Sainsbury’s multi-seeded bread is from their bakery. It is unlikely to be assembled on site but is possibly baked on site depending on the shop size. It doesn’t come wrapped in plastic but maybe the original dough did.

INGREDIENTS: Fortified British Wheat Flour (Wheat Flour, Calcium Carbonate, Iron, Niacin, Thiamin), Water, Sunflower Seeds (7%), Linseed (4.0%), Pumpkin Seeds (2.0%), Rye Flour, Oats, Wheat Gluten, Wheat Bran, Poppy Seed (1.5%), Quinoa (1.5%), Sugar, Salt, Yeast, Caramelised Sugar, Malted Wheat Flour, Flour Treatment Agent: Ascorbic Acid.

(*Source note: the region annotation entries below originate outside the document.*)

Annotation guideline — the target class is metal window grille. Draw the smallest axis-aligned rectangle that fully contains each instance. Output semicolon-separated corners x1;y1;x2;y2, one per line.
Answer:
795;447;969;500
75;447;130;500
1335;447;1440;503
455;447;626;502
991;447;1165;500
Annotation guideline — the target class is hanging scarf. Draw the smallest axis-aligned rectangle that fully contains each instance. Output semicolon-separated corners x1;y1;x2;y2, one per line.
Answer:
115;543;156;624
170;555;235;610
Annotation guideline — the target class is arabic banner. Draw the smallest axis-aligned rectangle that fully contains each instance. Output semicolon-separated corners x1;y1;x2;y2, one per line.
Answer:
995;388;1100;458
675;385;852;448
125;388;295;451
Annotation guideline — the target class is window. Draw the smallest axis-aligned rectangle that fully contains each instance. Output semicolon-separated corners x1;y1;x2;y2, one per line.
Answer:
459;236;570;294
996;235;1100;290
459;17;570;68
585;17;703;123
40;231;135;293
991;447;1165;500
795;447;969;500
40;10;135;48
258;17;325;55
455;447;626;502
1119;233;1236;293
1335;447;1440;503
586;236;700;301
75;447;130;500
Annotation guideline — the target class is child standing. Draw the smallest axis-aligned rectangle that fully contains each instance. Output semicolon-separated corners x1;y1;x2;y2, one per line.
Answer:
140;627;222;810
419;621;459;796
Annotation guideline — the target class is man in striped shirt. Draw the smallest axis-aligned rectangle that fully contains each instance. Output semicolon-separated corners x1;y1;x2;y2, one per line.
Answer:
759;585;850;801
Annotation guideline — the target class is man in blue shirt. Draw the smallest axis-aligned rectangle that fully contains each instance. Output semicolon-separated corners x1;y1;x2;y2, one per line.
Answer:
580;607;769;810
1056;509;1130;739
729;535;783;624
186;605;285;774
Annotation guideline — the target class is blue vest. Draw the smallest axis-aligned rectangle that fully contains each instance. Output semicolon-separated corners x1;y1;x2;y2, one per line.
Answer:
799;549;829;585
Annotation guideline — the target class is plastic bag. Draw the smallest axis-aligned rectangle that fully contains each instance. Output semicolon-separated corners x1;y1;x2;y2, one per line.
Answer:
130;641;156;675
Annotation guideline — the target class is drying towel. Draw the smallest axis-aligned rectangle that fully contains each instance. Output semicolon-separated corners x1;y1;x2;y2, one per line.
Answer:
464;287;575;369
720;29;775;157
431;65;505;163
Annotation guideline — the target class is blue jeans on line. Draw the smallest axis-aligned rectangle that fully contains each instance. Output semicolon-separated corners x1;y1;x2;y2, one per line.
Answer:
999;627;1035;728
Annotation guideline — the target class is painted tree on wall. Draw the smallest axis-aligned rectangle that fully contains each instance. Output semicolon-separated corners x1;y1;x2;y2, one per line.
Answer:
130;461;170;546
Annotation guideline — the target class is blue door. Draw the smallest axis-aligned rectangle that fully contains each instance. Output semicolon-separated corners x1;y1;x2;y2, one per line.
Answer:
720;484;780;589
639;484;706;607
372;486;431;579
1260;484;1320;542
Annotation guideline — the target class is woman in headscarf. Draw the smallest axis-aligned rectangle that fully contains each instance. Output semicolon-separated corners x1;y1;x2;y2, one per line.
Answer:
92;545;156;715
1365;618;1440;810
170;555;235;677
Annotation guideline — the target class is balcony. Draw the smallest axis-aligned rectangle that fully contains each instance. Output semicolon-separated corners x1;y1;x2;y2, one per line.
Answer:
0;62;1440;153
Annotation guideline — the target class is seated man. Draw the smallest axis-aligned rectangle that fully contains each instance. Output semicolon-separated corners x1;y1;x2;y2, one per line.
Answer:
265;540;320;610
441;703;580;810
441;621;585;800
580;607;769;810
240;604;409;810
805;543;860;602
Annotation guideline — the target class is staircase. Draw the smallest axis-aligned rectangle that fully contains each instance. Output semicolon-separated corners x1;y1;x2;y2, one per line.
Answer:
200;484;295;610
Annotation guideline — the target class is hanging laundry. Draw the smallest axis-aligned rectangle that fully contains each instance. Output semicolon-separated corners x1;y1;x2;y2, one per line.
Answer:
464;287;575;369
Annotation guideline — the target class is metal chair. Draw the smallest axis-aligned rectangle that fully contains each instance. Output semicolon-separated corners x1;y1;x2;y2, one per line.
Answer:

Compare and contrast with Hovis multi-seeded version wrapped in plastic.
Ingredients
Wheat Flour (with added Calcium, Iron, Niacin, Thiamin), Water, Seed Mix (13%) (contains: Toasted Brown Linseed, Toasted Sunflower Seeds, Pumpkin Seeds, Sunflower Seeds, Millet Seeds, Golden Linseed, Poppy Seeds), Yeast, Wheat Protein, Salt, Soya Flour, Malted Barley Flour, Granulated Sugar, Barley Flour, Preservative: E282, Caramelised Sugar, Barley Fibre, Emulsifier: E472e, Flour Treatment Agent: Ascorbic Acid

They’re almost the exact same ingredients with the Hovis one also having emulsifiers and preservatives.

I’d call the first one processed and the second ultra-processed.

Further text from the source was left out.